Motion, a startup automating task planning with AI, today announced it has raised $13 million in a Series A round led by Signalfire, with participation from 468 Capital and leading angels, including OpenAI co-founder Sam Altman. Motion CEO Harry Qi said the new cash will be put towards product development and engineering as well as overall hiring.
Qi, who co-founded Motion with Omid Ruholfada and Ethan Yu in 2019, estimates that knowledge workers spend an average of 58% of their day coordinating work instead of actually completing it. He believes that if this constant coordination can be reduced, four-hour workdays can become as productive as the standard eight hours.
“Omid and I were high school friends, and Ethan and I were college friends,” Qi told Technology Flow via email. “We visited Y Combinator’s Winter 2020 batch with a different time management solution and pivoted to Motion today.”
Motion allows team members to plan what to do based on their respective projects and calendars as they exist. For each project or task, the user can specify how long the motion will take, its priority, deadline, and potential blockers, along with tasks to be done before a specific meeting, available work hours, and which meetings are optional. Motion adjusts each team member’s calendar and task priorities within the schedule.
When things don’t go according to plan, Motion automatically re-prioritizes everyone’s tasks and calendar. This contrasts with competitors like Asana and ClickUp, which emphasize lists and status updates as opposed to task automation.
“Ethan and I come from a high-frequency-trading background, and what we realized while building Motion was that there were a lot of parallels with scheduling optimization, which is our core competency,” Qi said. “Teams work in dynamic environments where they need to take in information in real time and prioritize accordingly; Motion’s algorithm takes thousands of inputs per person and calculates the optimal solution.
While many have tried to create an AI-powered task manager — see Gluru, Ahoy.ai, and Aerotime — few have caught on in the end. Undeterred, Qi claims that Motion has “thousands” of users and reached “seven-figure” annual recurring revenue last year.
Qi kept other financials close to the chest, but he insisted the motion would be “extremely” capital-efficient after experiencing a near-shutdown in 2020. The long-term goal is to expand Motion to manage company-wide goals and OKRs, he continued. .
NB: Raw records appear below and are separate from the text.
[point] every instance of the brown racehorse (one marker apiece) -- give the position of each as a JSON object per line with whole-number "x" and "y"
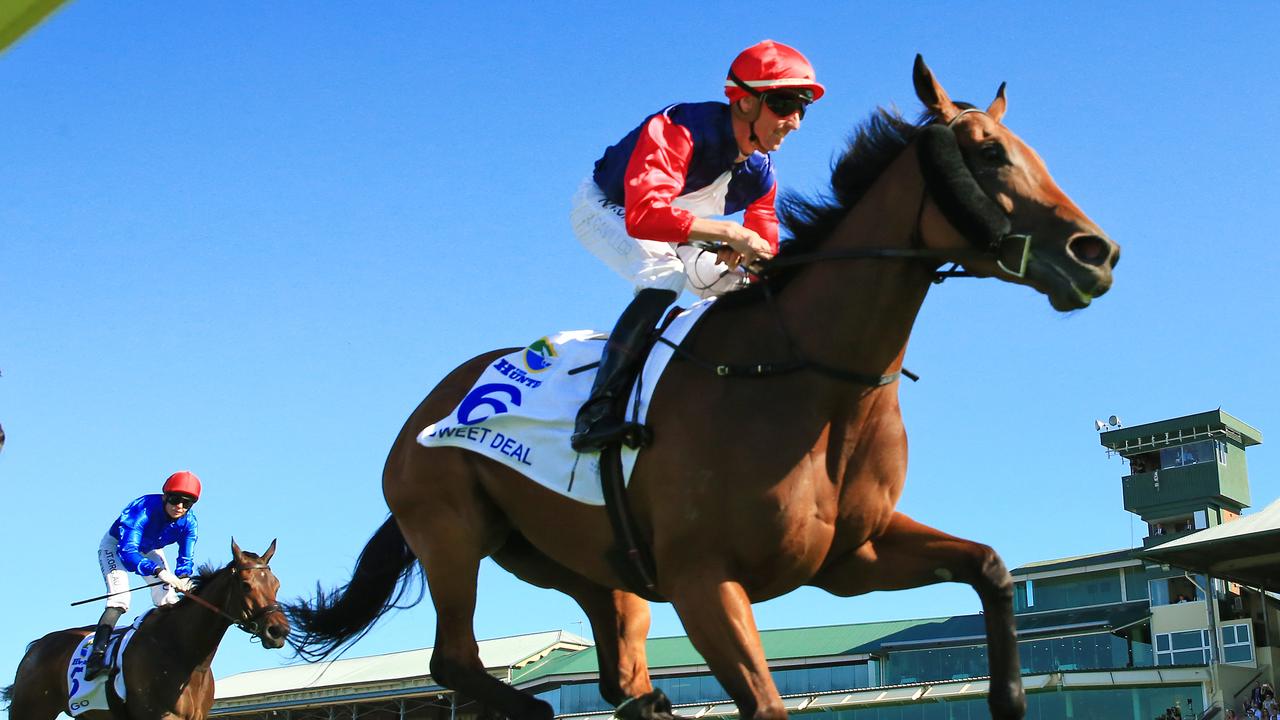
{"x": 167, "y": 665}
{"x": 790, "y": 479}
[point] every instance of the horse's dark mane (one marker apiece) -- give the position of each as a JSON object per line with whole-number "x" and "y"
{"x": 809, "y": 220}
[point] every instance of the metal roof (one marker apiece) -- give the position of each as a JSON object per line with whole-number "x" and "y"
{"x": 1242, "y": 550}
{"x": 831, "y": 642}
{"x": 1077, "y": 561}
{"x": 1178, "y": 431}
{"x": 501, "y": 655}
{"x": 949, "y": 689}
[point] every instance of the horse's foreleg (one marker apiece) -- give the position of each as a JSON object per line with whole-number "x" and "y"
{"x": 717, "y": 615}
{"x": 910, "y": 555}
{"x": 451, "y": 532}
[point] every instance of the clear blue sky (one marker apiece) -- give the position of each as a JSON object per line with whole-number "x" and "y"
{"x": 247, "y": 240}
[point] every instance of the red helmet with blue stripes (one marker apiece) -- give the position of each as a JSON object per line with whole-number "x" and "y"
{"x": 769, "y": 65}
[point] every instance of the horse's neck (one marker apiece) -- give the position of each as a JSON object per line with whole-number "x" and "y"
{"x": 858, "y": 314}
{"x": 191, "y": 630}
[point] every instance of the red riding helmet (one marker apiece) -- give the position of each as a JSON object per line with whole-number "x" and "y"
{"x": 183, "y": 482}
{"x": 769, "y": 65}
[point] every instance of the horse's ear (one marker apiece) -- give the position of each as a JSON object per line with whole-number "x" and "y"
{"x": 929, "y": 92}
{"x": 997, "y": 106}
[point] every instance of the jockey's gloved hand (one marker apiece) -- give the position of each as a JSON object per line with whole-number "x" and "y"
{"x": 167, "y": 577}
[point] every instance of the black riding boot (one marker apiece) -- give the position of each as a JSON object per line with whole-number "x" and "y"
{"x": 598, "y": 423}
{"x": 96, "y": 661}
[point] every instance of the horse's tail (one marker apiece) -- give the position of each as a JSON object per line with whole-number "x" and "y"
{"x": 342, "y": 616}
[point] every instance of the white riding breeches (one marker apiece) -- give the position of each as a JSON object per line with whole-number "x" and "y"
{"x": 600, "y": 227}
{"x": 118, "y": 578}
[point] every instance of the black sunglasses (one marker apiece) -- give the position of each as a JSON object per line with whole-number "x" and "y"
{"x": 183, "y": 500}
{"x": 785, "y": 104}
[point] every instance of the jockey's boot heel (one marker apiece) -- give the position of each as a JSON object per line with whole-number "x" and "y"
{"x": 598, "y": 423}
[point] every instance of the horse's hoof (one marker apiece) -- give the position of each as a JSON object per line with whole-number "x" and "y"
{"x": 649, "y": 706}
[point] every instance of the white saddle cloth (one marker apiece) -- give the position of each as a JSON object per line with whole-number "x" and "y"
{"x": 521, "y": 409}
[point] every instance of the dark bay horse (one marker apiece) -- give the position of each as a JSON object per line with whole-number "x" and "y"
{"x": 790, "y": 479}
{"x": 167, "y": 665}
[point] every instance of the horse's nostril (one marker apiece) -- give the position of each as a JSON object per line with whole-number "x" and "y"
{"x": 1089, "y": 249}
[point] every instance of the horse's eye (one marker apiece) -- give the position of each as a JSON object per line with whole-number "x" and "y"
{"x": 993, "y": 154}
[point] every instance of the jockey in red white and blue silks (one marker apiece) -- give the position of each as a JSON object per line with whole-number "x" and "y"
{"x": 688, "y": 162}
{"x": 658, "y": 190}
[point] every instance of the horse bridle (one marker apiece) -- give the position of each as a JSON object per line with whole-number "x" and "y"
{"x": 250, "y": 623}
{"x": 992, "y": 250}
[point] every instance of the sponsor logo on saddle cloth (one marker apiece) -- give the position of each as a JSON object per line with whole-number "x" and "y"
{"x": 521, "y": 409}
{"x": 85, "y": 695}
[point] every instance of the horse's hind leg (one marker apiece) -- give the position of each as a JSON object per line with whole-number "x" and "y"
{"x": 717, "y": 615}
{"x": 620, "y": 620}
{"x": 451, "y": 527}
{"x": 910, "y": 555}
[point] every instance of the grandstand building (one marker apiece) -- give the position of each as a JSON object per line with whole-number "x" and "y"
{"x": 1184, "y": 620}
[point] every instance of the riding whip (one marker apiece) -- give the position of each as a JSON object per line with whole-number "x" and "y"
{"x": 117, "y": 592}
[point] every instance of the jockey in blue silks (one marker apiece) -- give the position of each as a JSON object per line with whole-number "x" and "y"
{"x": 133, "y": 545}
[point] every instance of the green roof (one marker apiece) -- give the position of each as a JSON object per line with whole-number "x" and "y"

“[Motion’s] Production started in the middle of a pandemic and remote-work exacerbated the pain point of constant manual coordination and communication to move projects forward, as our team experienced firsthand,” he said. “Now that most meetings are online, we have a tighter schedule and it’s hard to get uninterrupted time to actually work. Motion helps you stay productive so you don’t end up working endlessly.
Cyrus Mistry, motion investor and former product lead at Google Calendar, added in an emailed statement: “I’ve believed in this vision for over a decade since leading Google’s Calendar product in 2010: Everyone should have a smart assistant that can tell them what to do. The next best thing is to work. In fact, I gave a TED Talk on this exact topic. Motion has done a truly amazing job of allowing the world to experience this vision today.